I would appreciate one's insight into this proof, if I'm missing something in it.
If there exists homomorphism $\phi: G\to H$ and some subgroup $M$ of $H$, and the pull-back of $M$ is $\phi^{-1}(M) := \{g \in G:\phi(g) \in M\}$, we can prove that $\phi^{-1}(M) \leq G$.
Now, if we also know that if $M\trianglelefteq H$ and want to show that $\phi^{-1}(M)\trianglelefteq G$, we can argue as follows:
For elements $g\in G$ and $h \in H$, $\phi^{-1}(M)=\phi(hMh)^{-1}=\phi(hM^{-1}h^{-1})=\phi(h)\phi^{-1}(M)\phi(h)^{-1}$. Since $\phi(g)=h$, $\phi(h)^{-1}=g^{-1} \in G$ (since G is closed under taking inverses). But $\phi(h)$ is the inverse of $\phi(h)^{-1}$, thus $\phi(h)^{-1} = g \in G$. Therefore, $\phi^{-1}(M) = g\phi^{-1}(M)g^{-1}$, which implies that $\phi^{-1}(M) \trianglelefteq G$.

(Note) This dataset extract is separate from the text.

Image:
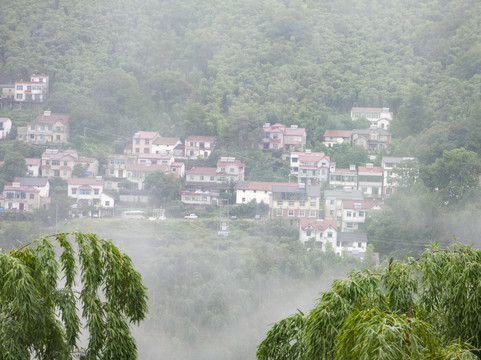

I just think there's a lot going on, particularly in this line:
It might help to have a different notation for the "pull-back" of $\phi$ (traditionally called the preimage), maybe something like $\phi_*(M)$ or $\phi^*(M)$ (one of them is used for pull-backs, I believe, but I forget which), because I think the notation is giving you the impression that the various $\cdot^{-1}$'s can be slid around freely; it's very confusing and I don't think it's true.
Even if that's not what you're thinking, it requires a ton of bookkeeping and careful writing to make sure you only write things that make sense, and it gets in the way of thinking.
Suppose $\phi\colon G \to H$ with $M \lhd H$. If we want to show that $\phi^{-1}(M) \lhd G$, it would be much easier (IMO) and definitely more safe to find a homomorphism $\theta\colon G \to\,??$ whose kernel is $\phi^{-1}(M)$.
For that, a hint: $$G \overset{\phi}{\longrightarrow} H \overset{\pi}{\longrightarrow} H / M.$$
It could be argued on the level of individual elements, but I truthfully don't even want to think about it!